Attorney General v Associated Newspapers Ltd and ors; Queen's Bench Divisional Court (Lord Justice Kennedy, Mrs Justice Smith and Mr Justice Timothy Walker) 31 October 1997

The Queen's Bench Divisional Court found that contempt of court by Associated Newspapers Ltd, in publishing an article entitled "Alcatraz-on-Thames" in the Evening Standard on 22 January 1997, which led to the permanent stay of proceedings against six defendants accused of escaping from Whitemoor Prison in 1994, had been proved. A fine of pounds 40,000 was imposed.

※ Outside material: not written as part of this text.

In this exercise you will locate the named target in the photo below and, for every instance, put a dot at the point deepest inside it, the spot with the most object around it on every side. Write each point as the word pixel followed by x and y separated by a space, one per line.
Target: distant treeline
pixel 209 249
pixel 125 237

The article in question concerned Belmarsh Prison, and included photographs of three named inmates, with a caption describing them as IRA terrorists and giving details of the serious crimes for which they were in prison. At the time of article's publication the three men were on trial with three others at Woolwich Crown Court for offences including breaking prison. A first trial had been abandoned after the publication in national newspapers (not including the Evening Standard) of information about the offences for which the men had been in Whitemoor, and of the links of five of them with the IRA.

At the time of discharging the first jury, the trial judge had made an order under section 4 of the Contempt of Court Act 1981, prohibiting publication of details of the previous convictions of the defendants and any indication of IRA connections. He had directed that a copy of the order be sent to the editors of the national press and to the BBC and ITN. On the second day of the second trial he had reminded representatives of the media in court of the history of the case and had urged them to confine their coverage to what was said in court in the presence of the jury. The Evening Standard's article appeared a week later, and the following day the proceedings were stayed permanently.

David Pannick QC and Ian Burnett (Treasury Solicitor) for the Attorney General; Jonathan Caplan QC and William McCormick (Reynolds Porter Chamberlain) for the newspaper.

Lord Justice Kennedy said that the respondents had never intended to interfere in any way with the trial. A journalist employed by the Evening Standard had been commissioned to write an article on Belmarsh Prison. Neither the journalist nor any of the other staff involved appeared to have been aware of the trial which was in progress at Woolwich Crown Court. In the circumstances, and particularly having regard to the history of the case and the efforts made by the trial judge to alert the media, what had happened was plainly negligent. There was, however, no evidence of anyone having been contumacious.

The sole issue in the present case was whether the article had created a substantial risk that the proceedings against the six men would be seriously prejudiced. The case was unusual in that the jury knew from the outset that all six defendants had been convicted of serious crimes, and that it had been considered necessary to house them in a special secure unit.

Some jurors might well have deduced that some at least of the defendants were IRA terrorists, and might also have recalled some of the pre-trial publicity. That was all information the jurors might reasonably be expected to put aside when they came to deliberate about the case, but the article in question was something different. No juror who had seen it could have failed to be gripped by it. It was an article which gave the newspaper-reading juror specific information about three of the six defendants in his current case.

At the trial, much was bound to turn on the credibility of the witnesses, and the publication of the article, occurring when it did, was likely to have loaded the scales in favour of the prosecution in a way which no judicial warning could redress.